Viola Graziosi è un’attrice immensa e quando si fa dirigere dal marito, il grande attore di teatro Graziano Piazza, lo diventa ancora di più, in una performance artistica che impegna voce e corpo in quasi due ore di spettacolo.
Margaret Atwood
Interpretare June Osborne, la protagonista del racconto della scrittrice canadese Margaret Atwood, “Il Racconto dell’ancella”, andata in scena al teatro Libero di Palermo, non è facile, anche perché il pubblico negli ultimi anni ha tributato un grande consenso al romanzo distopico del 1985, che ha venduto milioni di copie, adattato per il grande schermo nell’omonimo film diretto da Volker Schlöndorff e nel 2017 per la televisione.
The Handmaid’s Tale
Tutte le stagioni sono su Prime video sotto il titolo di The Handmaid’s Tale. Il suo ideatore Bruce Miller, forse non si aspettava tanto successo, grazie all’attrice protagonista Elisabeth Moss che interpreta June. Sono molto simili la Moss e la Graziosi, nel cinema la prima è dentro il regime teocratico totalitario di Gilead, catturata mentre tentava di fuggire in Canada con suo marito, Luke, e sua figlia, Hannah. Grazie alla sua fertilità, diventa una ancella del comandante Fred Waterford (da qui il nome Difred) e sua moglie, Serena Joy; l’altra Viola Graziosi, in Teatro, si immerge nel testo, tradotto da Camillo Pennati.
Viola Graziosi
Per lei tutto ha avuto inizio 5 anni su un input di Laura Palmieri di Radio 3 che le chiese di portare in scena questa incredibile storia, proprio il giorno della festa della donna. Il palco è come una sorta di anfiteatro dove tante paia di scarpe rosse, delimitano un semicerchio con al centro un abito rosso che ci richiama alle antiche vestali. Viola inizia il suo racconto illuminata soltanto da un occhio di bue che le delimita luci e ombre sul viso e sul corpo.
Un viaggio introspettivo
Lo spettatore vive una sorta di viaggio introspettivo amando il coraggio di una donna che diventa emblema anche di alcuni movimenti di protesta a sostegno dei diritti delle donne. “Nolite te bastardes carborundorum” e “Ci sono domande?” Sono due frasi ricorrenti nell’opera, spesso usate come motto di emancipazione femminile, ed è proprio il racconto di Viola Graziosi che spinge il pubblico quasi a una catarsi liberatoria in cui in scena, attraverso la parola, il corpo si svela non soltanto come mezzo di procreazione.
La repubblica di Gilead
Nel racconto dell’ancella in versione teatrale e televisiva lo spettatore è spinto a detestare i comandanti di una Repubblica, Gilead, dove le donne sono asservite a loro per scopi riproduttivi e dove quelle non fertili o troppo anziane sono dichiarate “Nondonne” e quindi eliminate.
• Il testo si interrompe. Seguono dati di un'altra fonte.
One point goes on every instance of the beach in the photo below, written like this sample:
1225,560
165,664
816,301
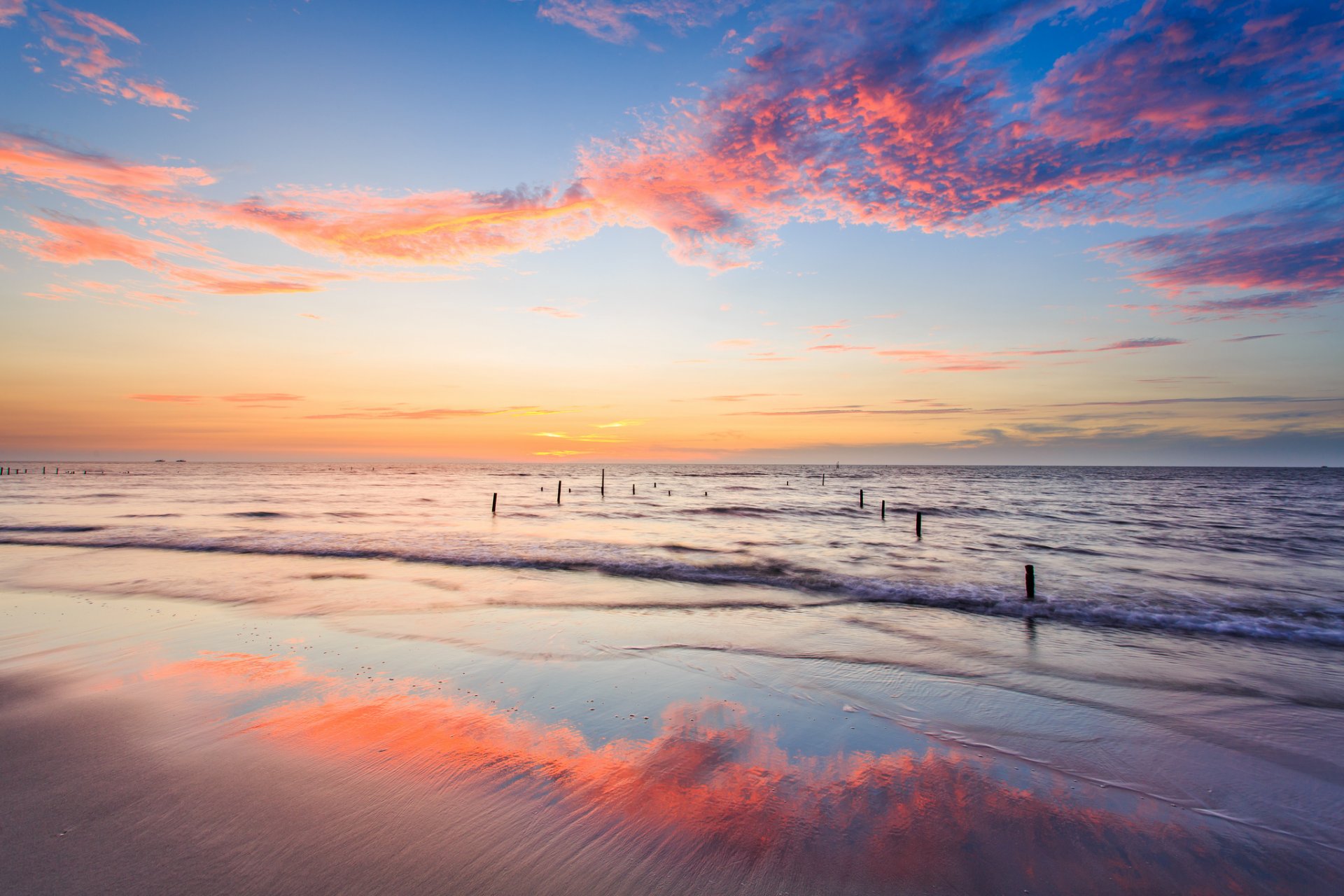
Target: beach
307,679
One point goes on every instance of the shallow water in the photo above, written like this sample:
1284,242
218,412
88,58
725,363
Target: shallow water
1249,552
765,690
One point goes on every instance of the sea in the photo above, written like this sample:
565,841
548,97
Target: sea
690,678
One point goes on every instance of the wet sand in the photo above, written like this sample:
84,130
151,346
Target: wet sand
498,734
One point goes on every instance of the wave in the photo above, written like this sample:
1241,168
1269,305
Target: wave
1266,618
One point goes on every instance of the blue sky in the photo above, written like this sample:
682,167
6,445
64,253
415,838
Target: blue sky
958,232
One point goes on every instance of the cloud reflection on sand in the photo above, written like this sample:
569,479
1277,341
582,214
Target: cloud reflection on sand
708,780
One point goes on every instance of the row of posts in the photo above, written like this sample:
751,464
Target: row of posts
1031,570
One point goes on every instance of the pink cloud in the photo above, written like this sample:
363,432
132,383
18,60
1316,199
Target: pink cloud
153,96
894,115
1285,258
610,20
76,38
553,312
76,242
838,347
10,11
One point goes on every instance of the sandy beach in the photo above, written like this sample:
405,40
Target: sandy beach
307,726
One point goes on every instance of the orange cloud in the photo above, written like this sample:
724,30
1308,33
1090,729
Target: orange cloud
261,397
76,38
76,242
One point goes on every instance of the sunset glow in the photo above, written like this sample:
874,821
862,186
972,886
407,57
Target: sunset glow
1037,232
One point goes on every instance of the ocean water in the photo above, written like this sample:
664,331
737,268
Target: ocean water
734,679
1245,552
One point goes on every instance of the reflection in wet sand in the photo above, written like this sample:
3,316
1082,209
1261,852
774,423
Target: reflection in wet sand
708,783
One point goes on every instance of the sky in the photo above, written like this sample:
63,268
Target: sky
925,232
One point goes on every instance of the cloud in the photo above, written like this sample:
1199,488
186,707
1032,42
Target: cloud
610,19
825,328
261,397
587,437
429,413
1148,342
857,410
553,312
1287,258
874,112
67,241
1225,399
77,39
10,10
904,115
739,398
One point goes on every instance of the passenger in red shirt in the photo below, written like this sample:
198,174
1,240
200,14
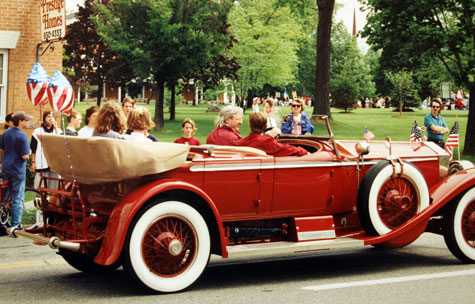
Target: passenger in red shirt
188,129
268,144
227,127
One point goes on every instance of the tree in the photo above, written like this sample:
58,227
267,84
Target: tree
267,44
165,39
403,87
322,79
408,31
350,75
87,55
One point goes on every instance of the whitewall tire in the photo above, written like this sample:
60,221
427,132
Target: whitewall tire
168,246
460,231
386,202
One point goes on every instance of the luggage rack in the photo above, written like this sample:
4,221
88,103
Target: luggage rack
66,214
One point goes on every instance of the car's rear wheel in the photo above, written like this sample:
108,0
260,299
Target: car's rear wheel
168,246
385,201
460,230
85,263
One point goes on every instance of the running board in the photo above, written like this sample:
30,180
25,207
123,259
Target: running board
290,247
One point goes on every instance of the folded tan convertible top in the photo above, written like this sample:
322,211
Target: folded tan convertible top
102,160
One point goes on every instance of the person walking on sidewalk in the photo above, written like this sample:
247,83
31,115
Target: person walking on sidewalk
14,144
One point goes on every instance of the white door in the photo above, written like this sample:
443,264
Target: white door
3,83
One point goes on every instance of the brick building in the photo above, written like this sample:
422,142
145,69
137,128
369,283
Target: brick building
19,36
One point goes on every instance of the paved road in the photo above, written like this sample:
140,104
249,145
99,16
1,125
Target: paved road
424,272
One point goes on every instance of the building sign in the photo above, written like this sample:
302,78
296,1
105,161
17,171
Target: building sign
53,19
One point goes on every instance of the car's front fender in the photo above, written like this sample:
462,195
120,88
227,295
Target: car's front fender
124,212
451,186
441,194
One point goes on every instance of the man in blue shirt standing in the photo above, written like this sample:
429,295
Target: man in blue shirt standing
16,149
435,124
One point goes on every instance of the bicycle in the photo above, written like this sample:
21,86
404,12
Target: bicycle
31,194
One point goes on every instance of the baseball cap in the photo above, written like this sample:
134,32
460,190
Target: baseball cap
20,115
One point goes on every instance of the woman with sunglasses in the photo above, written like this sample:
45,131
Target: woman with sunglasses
435,124
297,122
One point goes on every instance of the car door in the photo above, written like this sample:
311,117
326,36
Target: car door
234,186
302,185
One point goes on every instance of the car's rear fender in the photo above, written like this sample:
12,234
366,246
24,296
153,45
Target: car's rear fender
441,194
124,212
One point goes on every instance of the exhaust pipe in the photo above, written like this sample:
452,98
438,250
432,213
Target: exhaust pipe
53,242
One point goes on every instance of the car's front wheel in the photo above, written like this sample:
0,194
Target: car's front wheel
460,230
387,201
168,246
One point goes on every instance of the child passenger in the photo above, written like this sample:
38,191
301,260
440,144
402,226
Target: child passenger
139,122
188,129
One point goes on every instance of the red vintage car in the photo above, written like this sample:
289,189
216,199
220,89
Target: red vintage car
161,210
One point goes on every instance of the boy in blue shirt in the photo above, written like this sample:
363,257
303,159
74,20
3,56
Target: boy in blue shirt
16,149
435,124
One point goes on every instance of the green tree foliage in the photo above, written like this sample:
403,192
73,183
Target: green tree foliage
165,39
349,74
266,46
87,56
322,79
409,31
403,90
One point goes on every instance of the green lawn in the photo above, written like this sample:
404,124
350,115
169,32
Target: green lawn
382,122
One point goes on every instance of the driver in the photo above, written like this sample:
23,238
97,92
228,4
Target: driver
268,144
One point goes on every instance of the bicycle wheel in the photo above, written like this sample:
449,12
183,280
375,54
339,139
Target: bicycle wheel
5,215
31,201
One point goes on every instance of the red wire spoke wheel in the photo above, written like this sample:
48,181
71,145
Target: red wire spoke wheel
390,196
168,246
397,202
460,230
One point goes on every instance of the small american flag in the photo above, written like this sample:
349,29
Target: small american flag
368,135
452,140
416,135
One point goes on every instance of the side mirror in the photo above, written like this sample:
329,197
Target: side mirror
362,148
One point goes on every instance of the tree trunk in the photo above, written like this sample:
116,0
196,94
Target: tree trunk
158,119
469,147
322,80
172,102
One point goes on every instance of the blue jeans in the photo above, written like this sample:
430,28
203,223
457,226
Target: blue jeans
17,190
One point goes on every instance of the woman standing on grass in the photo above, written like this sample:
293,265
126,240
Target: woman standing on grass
91,116
298,122
188,129
110,122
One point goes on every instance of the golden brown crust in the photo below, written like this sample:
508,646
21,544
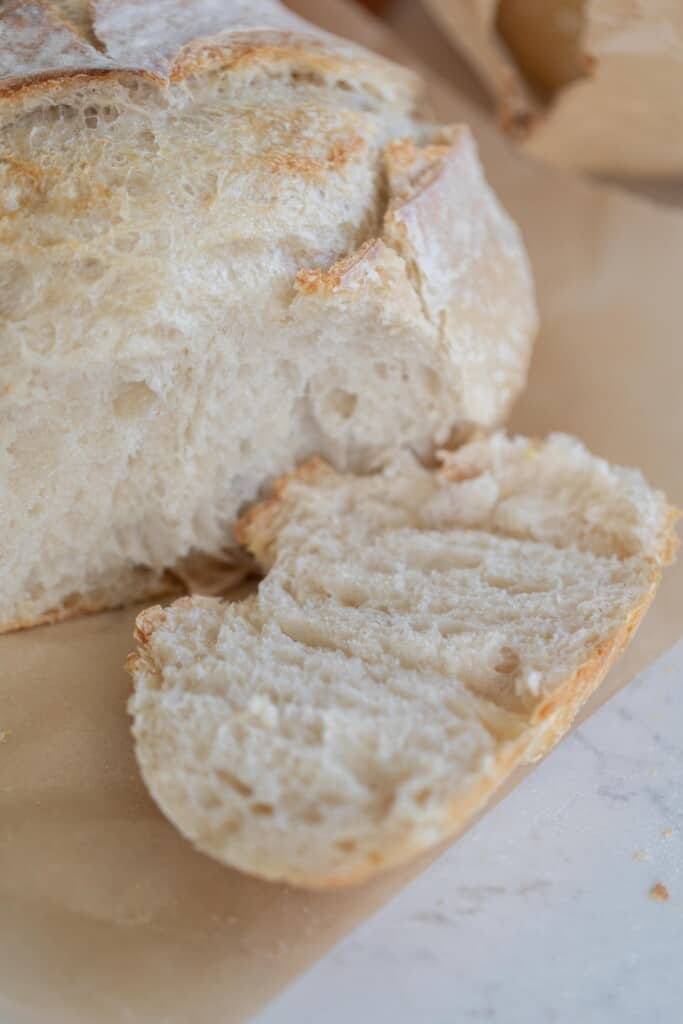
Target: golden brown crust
548,723
257,523
41,50
82,604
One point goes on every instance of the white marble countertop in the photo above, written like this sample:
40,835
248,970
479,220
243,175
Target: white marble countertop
544,911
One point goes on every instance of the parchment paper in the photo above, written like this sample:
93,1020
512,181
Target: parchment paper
614,109
105,913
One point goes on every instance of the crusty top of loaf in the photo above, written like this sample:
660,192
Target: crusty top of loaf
45,44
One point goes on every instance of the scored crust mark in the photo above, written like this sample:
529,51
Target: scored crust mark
44,44
37,43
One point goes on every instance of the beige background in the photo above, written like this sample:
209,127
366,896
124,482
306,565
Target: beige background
105,913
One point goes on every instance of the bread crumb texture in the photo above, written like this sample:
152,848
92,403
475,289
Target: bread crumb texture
418,633
227,241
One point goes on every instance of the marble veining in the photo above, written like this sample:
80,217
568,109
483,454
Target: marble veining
544,911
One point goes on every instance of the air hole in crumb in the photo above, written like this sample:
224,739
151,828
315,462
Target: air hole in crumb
346,845
133,400
500,583
430,380
342,402
235,783
210,801
262,810
509,662
311,816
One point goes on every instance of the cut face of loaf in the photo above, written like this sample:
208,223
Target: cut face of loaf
226,242
417,635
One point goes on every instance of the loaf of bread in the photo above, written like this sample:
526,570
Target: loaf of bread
417,635
227,241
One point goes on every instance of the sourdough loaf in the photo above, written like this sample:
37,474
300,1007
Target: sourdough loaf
417,635
227,241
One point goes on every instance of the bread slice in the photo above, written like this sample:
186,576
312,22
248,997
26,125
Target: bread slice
227,242
418,634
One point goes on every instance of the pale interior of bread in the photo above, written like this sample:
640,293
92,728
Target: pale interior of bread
177,328
392,668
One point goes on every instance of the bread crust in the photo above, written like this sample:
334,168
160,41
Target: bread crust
548,722
186,41
90,604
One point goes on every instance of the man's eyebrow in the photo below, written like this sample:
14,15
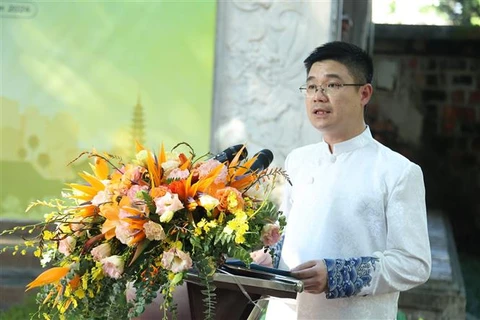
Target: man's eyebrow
328,75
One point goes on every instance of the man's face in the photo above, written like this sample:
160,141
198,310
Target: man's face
338,113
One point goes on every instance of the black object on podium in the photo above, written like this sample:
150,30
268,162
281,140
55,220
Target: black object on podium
232,281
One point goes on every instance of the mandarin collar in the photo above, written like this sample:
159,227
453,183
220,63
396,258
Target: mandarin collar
349,145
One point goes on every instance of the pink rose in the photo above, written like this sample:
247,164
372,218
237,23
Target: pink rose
123,234
169,202
102,251
178,174
113,266
153,231
176,260
270,234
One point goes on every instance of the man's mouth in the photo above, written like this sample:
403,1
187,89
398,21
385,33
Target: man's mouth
321,112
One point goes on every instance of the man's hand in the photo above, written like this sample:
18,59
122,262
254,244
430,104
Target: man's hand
262,258
313,275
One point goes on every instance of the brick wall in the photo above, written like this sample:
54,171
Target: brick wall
431,113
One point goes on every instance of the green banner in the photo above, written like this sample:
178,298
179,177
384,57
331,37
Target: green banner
78,75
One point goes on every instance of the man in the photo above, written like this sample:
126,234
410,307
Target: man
357,227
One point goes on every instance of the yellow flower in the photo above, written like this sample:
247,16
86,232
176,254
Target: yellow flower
48,235
79,293
239,225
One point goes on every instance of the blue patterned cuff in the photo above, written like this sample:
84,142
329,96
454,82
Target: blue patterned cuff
346,277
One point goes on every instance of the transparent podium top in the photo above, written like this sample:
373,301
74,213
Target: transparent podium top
254,281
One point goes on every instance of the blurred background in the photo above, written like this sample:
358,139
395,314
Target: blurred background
82,75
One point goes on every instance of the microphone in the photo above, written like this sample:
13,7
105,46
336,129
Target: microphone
264,158
230,153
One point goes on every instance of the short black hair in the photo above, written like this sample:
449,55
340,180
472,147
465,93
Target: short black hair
355,59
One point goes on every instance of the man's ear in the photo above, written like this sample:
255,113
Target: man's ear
366,93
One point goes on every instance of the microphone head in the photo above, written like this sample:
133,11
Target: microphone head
228,154
264,158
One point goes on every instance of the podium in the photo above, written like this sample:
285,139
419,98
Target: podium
231,301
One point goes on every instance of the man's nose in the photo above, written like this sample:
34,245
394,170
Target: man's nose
320,95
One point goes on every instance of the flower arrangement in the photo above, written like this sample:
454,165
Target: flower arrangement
134,229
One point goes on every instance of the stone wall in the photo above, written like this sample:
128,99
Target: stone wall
427,106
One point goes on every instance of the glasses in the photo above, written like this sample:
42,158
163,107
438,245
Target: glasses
309,90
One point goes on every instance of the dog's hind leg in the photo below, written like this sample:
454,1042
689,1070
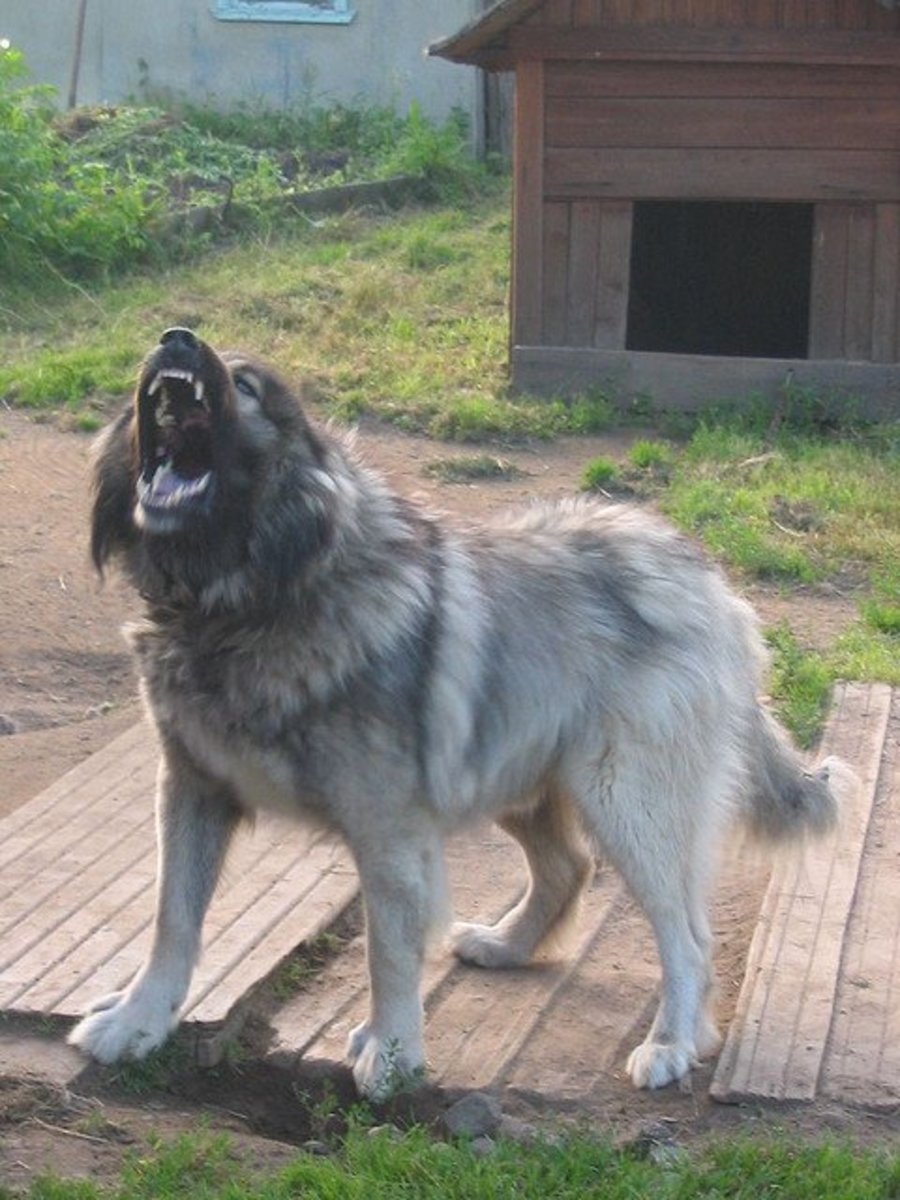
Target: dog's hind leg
405,895
559,868
195,823
659,829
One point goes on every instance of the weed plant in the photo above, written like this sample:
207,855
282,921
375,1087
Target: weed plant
373,1165
99,191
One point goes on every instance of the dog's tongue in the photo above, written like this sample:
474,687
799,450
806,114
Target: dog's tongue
165,481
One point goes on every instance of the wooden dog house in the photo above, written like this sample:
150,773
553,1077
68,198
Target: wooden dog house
706,195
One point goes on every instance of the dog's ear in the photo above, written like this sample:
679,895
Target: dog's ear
113,485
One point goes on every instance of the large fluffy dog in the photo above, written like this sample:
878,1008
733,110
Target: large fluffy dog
316,643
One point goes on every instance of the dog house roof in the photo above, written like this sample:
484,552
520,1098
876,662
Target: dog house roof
484,41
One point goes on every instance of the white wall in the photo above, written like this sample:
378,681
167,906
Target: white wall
133,48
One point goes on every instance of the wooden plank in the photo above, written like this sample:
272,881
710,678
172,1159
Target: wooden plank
78,786
613,274
886,307
660,43
729,81
257,856
863,1060
486,880
777,1042
556,274
828,292
82,925
861,282
528,203
583,256
318,887
858,123
723,174
481,1021
690,382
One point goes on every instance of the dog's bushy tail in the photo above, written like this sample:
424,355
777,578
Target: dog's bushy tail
783,798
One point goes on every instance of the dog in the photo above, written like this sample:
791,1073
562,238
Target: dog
316,643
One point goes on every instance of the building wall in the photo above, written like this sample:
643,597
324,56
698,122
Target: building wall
178,47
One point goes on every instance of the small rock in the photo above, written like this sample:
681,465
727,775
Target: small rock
385,1131
657,1144
514,1129
483,1146
477,1115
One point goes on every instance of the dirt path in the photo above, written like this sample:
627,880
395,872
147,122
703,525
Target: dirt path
67,688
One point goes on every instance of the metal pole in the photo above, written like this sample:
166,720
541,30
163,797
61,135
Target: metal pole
77,58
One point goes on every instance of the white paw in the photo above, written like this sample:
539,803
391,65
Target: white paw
708,1038
481,946
383,1066
125,1025
657,1063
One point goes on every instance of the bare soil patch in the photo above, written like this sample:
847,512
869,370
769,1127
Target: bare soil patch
67,688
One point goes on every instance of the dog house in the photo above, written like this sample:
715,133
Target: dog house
706,195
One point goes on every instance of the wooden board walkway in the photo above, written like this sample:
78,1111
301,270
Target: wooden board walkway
819,1012
77,879
820,1009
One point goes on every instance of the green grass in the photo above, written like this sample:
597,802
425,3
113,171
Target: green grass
403,318
472,468
203,1167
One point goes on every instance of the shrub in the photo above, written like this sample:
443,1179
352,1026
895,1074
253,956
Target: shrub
75,219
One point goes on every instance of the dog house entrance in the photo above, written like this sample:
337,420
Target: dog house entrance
730,279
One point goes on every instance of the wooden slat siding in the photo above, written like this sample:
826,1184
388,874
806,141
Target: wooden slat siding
861,282
863,1062
777,1042
829,282
886,310
527,283
619,173
619,81
556,274
588,13
611,316
744,46
556,12
580,299
822,13
691,382
793,15
715,121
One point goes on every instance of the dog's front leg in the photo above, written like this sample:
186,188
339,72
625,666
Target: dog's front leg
196,819
405,897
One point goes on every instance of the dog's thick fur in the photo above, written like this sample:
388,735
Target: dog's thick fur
313,642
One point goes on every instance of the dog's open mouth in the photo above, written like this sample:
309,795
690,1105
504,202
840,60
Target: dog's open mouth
175,438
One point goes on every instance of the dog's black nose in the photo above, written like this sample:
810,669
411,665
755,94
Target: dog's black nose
181,339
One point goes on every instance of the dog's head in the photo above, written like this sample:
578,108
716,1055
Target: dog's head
211,465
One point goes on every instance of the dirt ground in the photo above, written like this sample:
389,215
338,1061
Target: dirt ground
67,688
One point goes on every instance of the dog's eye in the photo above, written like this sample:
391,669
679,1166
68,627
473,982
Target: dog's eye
246,387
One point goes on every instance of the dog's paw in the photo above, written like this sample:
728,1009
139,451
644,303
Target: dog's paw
383,1067
481,946
658,1063
124,1026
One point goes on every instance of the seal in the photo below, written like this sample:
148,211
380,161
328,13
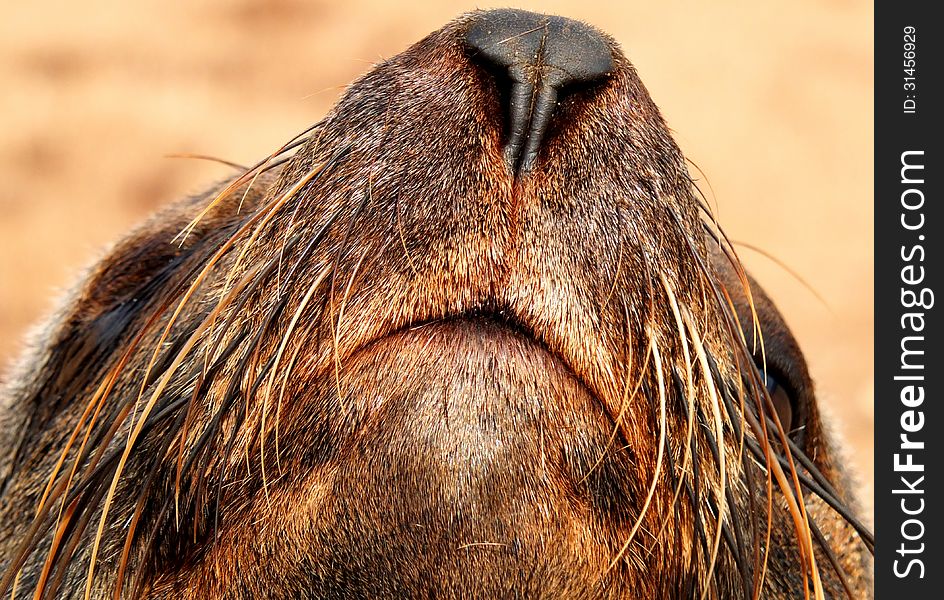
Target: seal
473,335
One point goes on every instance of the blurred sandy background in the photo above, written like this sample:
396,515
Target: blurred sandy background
773,102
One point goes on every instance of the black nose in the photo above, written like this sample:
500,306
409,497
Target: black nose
539,58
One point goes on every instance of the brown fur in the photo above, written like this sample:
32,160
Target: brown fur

Sorvegliate e divise in categorie secondo il colore dei vestiti: azzurro le Mogli; verde le Marte, le domestiche; marrone le Zie, sorveglianti; rosso le Ancelle, le uniche in grado di procreare. Nessuna può disobbedire, pena la morte o la deportazione. Non hanno bisogno di leggere, di scrivere, di pensare, di stancarsi troppo. Non vanno in giro da sole di modo che non possano essere importunate. Sono vestite di rosso con un cappuccetto bianco, in modo tale da non venir troppo viste e possono anche evitare di guardare, se non vogliono.
E’ un racconto immaginato in un futuro irreale e forse Viola Graziosi, con questa “opera magna” vuole farci comprendere come la donna sia ancora oggi discriminata da una becera cultura maschile che non si rassegna!